Sustained up-regulation of GDF15 following prolonged changes to cell morphology by growing cells on PHEMA-coated dish. (i) PC3 cells were seeded on a PHEMA culture dish and images taken at 8, 24, and 72 h after seeding. White bar=50 μm. (ii) Q-PCR of GDF15 mRNA transcript levels from at 0, 8, 24, and 72 h after seeding freshly trypsinized cells on PHEMA-coated dish. Cells previously grown on a regular tissue culture dish for 96 h were harvested by scraping for 0-h time point. (iii) Immunoblot probing for GDF15 with lamin A/C as loading control. Cell lysate was prepared from cells harvested at 0, 8, 24, or 72 h after seeding on uncoated or PHEMA-coated dishes. (iv) Q-PCR of GDF15 demonstrating effect of adding p38MAPK and PKC inhibitor combination to cells grown on PHEMA-coated dish (P < 0.05). (v) GDF15 immunoblot demonstrating that effect of p38MAPK and PKC inhibitor combination to GDF15 protein levels. (vi) WST-1 assay demonstrating viability of cells grown on uncoated or PHEMA-coated dish. (vii) Images of PC3 cells grown in increasing collagen I concentration. (viii) Q-PCR analysis of PC3 cells grown in different collagen I concentration matrix (P < 0.05).

Fig. 4

Different cell types increase GDF15 secretion following changes to morphology induced by preventing attachment. (i) Different types of cancer cells demonstrate morphology changes when cells were grown on PHEMA-coated dishes as compared to growth on uncoated normal dishes. This change in morphology is regained when cells on PHEMA-coated dishes were allowed to re-attach to uncoated normal dishes.

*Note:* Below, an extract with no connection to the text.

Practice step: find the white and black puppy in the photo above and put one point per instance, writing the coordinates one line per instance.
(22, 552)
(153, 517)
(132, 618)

White bar=50 μm. (ii) Bar graphs depicting the amount of GDF15 secreted per cell type. Amount of GDF15 secreted increased when cells were grown on PHEMA-coated dishes and decreased back to normal when cells were allowed to re-attach to normal dishes (P < 0.05).

Fig. 5

Small number of cells grown under conditions preventing attachment in vivo can result in an increase in serum GDF15. (i) Amount of GDF15 secreted into conditioned media when 2 × 10⁵ PC3 or LNCaP cells introduced into PTFE diffusion chambers were grown in vitro for 3 weeks. (ii) Scatter plot of tumor volume against serum GDF15 concentration in PC3 xenografts (n = 11). Linear regression analysis was performed and a best-fit line drawn as a solid line. Dashed line indicates 95% confidence interval of best-fit line. (iii) Scatter plot of tumor volume against serum GDF15 concentration in LNCaP xenografts (n = 12). Linear regression analysis was performed and best-fit line drawn as solid line. Dashed line indicates 95% confidence interval. (iv) Bar graph of GDF15 in pooled serum of mice implanted with chambers containing 2 × 10⁵ PC3 or LNCaP, n = 5 for each group.

Fig. 6

Histological staining of LNCaP and PC3 xenografts. H&E and Immunohistochemistry staining for GDF15, VEGF, and IgG negative control, respectively. Large regions of tumor do not stain for GDF15. Strong staining for GDF15 was observed near regions where cells were palisading towards necrotic regions. Little staining for GDF15 was observed anywhere else in the xenograft. Strong VEGF staining was observed throughout the xenograft, but was stronger near regions that corresponded to strong GDF15 staining. Scale bar=1,000 μm (low magnification), 100 μm.